Home / Android / Millions of Android users tricked into downloading 85 adware apps from Google Play

Millions of Android users tricked into downloading 85 adware apps from Google Play


Another day, another batch of bad apps in Google Play.

Researchers at security firm Trend Micro have discovered dozens of apps, including popular utilities and games, to serve a ton of deceptively displayed ads — including full-screen ads, hidden ads and ads running in the background to squeeze as much money out of unsuspecting Android users.

In all, the researchers found 85 apps pushing adware, totaling at least 9 million affected users.

One app — a universal TV remote app for Android — had more than five million users alone, despite a rash of negative reviews and complaints that ads were “hidden in the background.” Other users said there were “so many ads, [they] can’t even use it.”

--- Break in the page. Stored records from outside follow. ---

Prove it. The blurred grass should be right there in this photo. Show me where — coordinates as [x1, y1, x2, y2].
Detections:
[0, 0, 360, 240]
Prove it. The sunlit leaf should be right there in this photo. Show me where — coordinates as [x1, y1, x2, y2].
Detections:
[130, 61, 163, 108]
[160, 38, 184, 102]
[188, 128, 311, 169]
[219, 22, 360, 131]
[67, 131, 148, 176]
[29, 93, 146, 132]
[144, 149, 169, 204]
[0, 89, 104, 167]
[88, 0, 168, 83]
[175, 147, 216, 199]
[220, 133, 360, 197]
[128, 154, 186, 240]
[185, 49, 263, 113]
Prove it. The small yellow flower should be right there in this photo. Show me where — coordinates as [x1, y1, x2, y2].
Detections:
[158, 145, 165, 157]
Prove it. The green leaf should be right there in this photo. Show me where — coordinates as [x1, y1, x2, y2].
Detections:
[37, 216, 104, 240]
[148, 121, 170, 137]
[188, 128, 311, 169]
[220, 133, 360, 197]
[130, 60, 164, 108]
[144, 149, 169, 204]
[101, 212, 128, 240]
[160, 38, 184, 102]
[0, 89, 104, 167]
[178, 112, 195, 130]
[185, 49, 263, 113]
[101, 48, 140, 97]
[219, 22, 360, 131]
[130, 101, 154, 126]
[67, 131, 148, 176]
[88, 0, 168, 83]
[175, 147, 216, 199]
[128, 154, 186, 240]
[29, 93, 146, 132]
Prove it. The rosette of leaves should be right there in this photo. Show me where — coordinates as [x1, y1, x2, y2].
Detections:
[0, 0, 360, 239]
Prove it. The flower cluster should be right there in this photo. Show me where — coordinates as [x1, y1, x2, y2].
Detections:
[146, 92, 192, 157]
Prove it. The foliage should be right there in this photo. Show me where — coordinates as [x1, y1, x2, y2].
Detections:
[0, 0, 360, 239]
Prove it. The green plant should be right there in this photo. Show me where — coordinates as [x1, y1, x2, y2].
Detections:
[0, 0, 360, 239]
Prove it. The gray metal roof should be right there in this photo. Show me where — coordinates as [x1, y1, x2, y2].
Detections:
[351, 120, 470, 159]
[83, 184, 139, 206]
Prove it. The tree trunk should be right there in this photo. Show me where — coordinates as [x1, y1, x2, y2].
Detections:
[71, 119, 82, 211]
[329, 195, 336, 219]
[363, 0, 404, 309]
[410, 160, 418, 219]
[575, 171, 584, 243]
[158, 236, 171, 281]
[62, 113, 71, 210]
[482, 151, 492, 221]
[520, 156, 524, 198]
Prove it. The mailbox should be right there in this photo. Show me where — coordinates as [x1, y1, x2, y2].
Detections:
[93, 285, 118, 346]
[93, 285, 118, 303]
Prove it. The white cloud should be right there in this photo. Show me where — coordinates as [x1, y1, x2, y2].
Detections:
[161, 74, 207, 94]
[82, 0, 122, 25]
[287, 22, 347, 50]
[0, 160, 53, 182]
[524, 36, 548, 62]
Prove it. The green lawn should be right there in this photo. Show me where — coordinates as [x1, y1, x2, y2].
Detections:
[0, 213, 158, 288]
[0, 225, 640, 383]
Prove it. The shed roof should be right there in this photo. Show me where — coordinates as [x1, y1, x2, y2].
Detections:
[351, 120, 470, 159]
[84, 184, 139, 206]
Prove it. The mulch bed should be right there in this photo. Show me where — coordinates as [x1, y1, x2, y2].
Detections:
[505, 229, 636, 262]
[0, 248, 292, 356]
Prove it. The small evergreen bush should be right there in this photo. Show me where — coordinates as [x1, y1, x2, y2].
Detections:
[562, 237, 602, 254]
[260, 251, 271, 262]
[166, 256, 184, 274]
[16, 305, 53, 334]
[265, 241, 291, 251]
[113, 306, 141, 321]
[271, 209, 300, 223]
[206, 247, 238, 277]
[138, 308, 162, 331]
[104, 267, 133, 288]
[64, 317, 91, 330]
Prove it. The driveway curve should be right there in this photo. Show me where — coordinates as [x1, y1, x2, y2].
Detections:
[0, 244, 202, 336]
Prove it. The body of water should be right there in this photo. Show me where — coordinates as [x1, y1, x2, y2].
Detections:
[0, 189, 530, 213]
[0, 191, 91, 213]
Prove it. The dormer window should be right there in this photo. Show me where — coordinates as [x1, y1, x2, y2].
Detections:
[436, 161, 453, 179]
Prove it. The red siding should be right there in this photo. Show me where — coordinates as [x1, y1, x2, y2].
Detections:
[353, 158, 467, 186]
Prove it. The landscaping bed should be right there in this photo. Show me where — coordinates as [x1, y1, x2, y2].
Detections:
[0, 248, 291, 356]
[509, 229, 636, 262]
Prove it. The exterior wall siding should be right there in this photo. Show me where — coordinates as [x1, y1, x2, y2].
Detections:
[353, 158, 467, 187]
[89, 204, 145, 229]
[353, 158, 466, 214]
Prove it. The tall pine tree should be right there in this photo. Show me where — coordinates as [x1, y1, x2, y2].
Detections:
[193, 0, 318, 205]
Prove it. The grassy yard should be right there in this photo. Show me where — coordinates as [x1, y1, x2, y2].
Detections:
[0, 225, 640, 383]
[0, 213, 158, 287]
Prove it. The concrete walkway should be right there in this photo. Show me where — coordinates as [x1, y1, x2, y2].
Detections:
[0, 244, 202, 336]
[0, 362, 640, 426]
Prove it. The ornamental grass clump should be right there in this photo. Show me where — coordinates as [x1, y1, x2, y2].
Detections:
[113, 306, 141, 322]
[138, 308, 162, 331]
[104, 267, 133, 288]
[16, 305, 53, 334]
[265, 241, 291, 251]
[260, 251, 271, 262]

The researchers tested each app and found that most shared the same or similar code, and often the apps were similarly named. At every turn, tap or click, the app would display an ad, they found. In doing so, the app generates money for the app maker.

Some of the bad adware-ridden apps found by security researchers. (Image: Trend Micro)

Adware-fueled apps might not seem as bad as other apps packed with malware or hidden functionality, such as apps that pull malicious payloads from another server after the app is installed. At scale, that can amount to thousands of fraudulent ad dollars each week. Some ads also have a tendency to be malicious, containing hidden code that tries to trick users into installing malware on their phones or computers.

Some of the affected apps include: A/C Air Conditioner Remote, Police Chase Extreme City 3D Game, Easy Universal TV Remote, Garage Door Remote Control, Prado Parking City 3D Game and more. (You can find a full list of apps here.)

Google told TechCrunch that it had removed the apps, but a spokesperson did not comment further.

We tried reaching out to the universal TV remote app creator but the registered email on the since-removed Google Play store app points to a domain that no longer exists.

Despite Google’s best efforts in scanning apps before they’re accepted into Google Play, malicious apps are one of the biggest and most common threats to Android users. Google pulled more than 700,000 malicious apps from Google Play in the past year alone, and has tried to improve its back-end to prevent malicious apps from getting into the store in the first place.

Yet the search and mobile giant continues to battle rogue and malicious apps, pulling at least 13 malicious apps in a sweep in November alone.